After restarting directus again, the patch seemed to work. This time it redirected to:
The first step of the OAuth2 protocol (getting the code) has passed. Is SERVICE_UNAVAILABLE a problem with getting the token or getting the profile?
I noticed that in the request to get the token from DingTalk, the parameter names are clientId, clientSecret. While GitHub uses client_id, client_secret. Additionally, DingTalk requires an extra grantType.
Configure clientId, clientSecret, and grantType as parameters in the directus request.
Still getting SERVICE_UNAVAILABLE. After checking the driver, the problem is in the following:
try {
tokenSet = await this.client.oauthCallback(
this.redirectUrl,
{ code: payload.code, state: payload.state },
{ code_verifier: payload.codeVerifier, state: generators.codeChallenge(payload.codeVerifier) }
);
userInfo = await this.client.userinfo(tokenSet.access_token!);
} catch (e) {
throw handleError(e);
}
The above code throws an exception because the HTTP response is 400. It should be that the DingTalk OAuth server doesn’t recognize the message sent by Directus.
The context of the above code execution:
- In the oauth2 driver, the express route is configured to handle the code redirected from DingTalk.

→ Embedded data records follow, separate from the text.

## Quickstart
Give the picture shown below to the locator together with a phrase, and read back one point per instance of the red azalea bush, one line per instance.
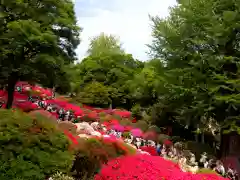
(145, 167)
(150, 149)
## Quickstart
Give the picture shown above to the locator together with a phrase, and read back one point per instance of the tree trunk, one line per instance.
(12, 80)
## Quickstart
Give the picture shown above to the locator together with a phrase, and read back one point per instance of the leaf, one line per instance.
(229, 15)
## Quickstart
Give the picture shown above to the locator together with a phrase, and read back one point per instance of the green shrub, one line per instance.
(175, 139)
(31, 147)
(141, 125)
(61, 176)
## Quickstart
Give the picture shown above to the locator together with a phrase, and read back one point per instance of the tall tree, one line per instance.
(105, 45)
(37, 37)
(199, 43)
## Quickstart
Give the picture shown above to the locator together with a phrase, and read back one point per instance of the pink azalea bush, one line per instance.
(145, 167)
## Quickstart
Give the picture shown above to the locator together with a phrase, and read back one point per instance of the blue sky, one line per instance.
(127, 19)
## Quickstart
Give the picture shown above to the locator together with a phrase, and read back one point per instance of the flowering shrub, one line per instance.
(151, 150)
(147, 167)
(31, 147)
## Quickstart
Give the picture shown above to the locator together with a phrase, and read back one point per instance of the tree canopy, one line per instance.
(37, 39)
(192, 77)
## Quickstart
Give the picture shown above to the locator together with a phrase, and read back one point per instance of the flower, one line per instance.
(145, 167)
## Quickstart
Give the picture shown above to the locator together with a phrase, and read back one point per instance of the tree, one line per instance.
(104, 45)
(199, 45)
(95, 94)
(36, 38)
(111, 71)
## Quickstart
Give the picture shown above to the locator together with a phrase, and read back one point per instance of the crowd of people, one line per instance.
(175, 152)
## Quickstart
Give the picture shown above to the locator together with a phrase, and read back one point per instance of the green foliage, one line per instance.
(31, 148)
(37, 39)
(94, 93)
(61, 176)
(92, 153)
(105, 45)
(199, 148)
(198, 44)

During processing, the user needs to be authenticated (successful authentication completes login and issues JWT token);
- User authentication is independent of the driver, handled by a general AuthenticationService.login service, which calls the driver’s getUserID method to get userId;
- For the oauth2 driver, no username/password is passed from the web page. Its only input is the code redirected from DingTalk. It needs to convert the code to a token through the OAuth interface, then read the user information to know the userID.
The OAuth2 Driver uses openid-client to communicate with the server. The client is also initialized in the driver:
const issuer = new Issuer({
authorization_endpoint: authorizeUrl,
token_endpoint: accessUrl,
userinfo_endpoint: profileUrl,
issuer: additionalConfig.provider,
});
this.client = new issuer.Client({
client_id: clientId,
client_secret: clientSecret,
redirect_uris: [this.redirectUrl],
response_types: ['code'],
});
So the problem becomes compatibility between openid-client and DingTalk. More specifically, how to use the oauthCallback function to get tokens from DingTalk.

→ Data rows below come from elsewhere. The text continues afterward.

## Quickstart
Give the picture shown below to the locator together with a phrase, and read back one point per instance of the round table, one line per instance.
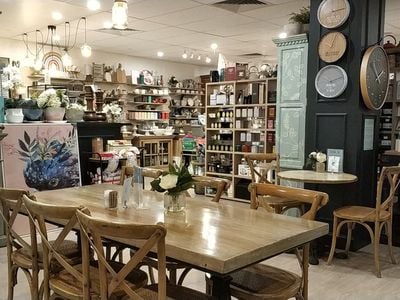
(308, 176)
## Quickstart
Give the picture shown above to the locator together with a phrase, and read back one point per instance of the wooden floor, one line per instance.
(345, 279)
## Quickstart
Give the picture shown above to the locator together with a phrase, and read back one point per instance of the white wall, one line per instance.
(16, 50)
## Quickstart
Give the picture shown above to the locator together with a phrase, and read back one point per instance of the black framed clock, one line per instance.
(331, 81)
(374, 77)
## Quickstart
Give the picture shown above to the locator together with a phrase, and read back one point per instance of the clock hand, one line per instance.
(377, 77)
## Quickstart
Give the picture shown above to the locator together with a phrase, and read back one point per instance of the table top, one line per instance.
(308, 176)
(217, 237)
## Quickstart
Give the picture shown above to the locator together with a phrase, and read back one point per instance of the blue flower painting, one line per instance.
(50, 163)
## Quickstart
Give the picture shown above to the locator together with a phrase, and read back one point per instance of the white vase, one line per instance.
(14, 115)
(54, 113)
(174, 203)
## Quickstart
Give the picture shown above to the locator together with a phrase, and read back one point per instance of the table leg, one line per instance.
(220, 286)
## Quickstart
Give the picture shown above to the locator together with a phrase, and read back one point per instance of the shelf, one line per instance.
(219, 174)
(144, 103)
(217, 151)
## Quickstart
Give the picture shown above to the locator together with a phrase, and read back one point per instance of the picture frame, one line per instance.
(335, 160)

Looking at the implementation of openid-client, when interacting with OAuth servers, the POST form data uses parameter names hardcoded according to RFC6749. These inevitably don’t match DingTalk’s requirements. Using openid-client cannot be compatible with DingTalk. I discussed the research results in detail with the Directus OAuth Driver author in Integrating Dingtalk as OAuth2 server.
5. Conclusion
The original plan cannot be achieved. The reason is that DingTalk’s OAuth implementation is not compatible with the standard. Directus uses a third-party OAuth library to communicate with OAuth servers. The standard openid-client cannot communicate with DingTalk’s OAuth server that speaks a different “dialect”.
Two solutions are considered:
- Inherit from Directus’s standard oauth2 driver and implement a DingTalk dialect version of the oauth2-dingtalk driver, or
- Implement a proxy to translate DingTalk’s OAuth dialect to the standard OAuth2 protocol
I prefer solution 2, which is equivalent to creating a protocol wrapper for DingTalk, converting parameter formats according to the standard. This way, other systems that need to integrate DingTalk login in the future can also use it.
I will add more notes after completion.
6. Additional Notes
Refer to apiproxy which implemented password-free DingTalk login using solution 2 above.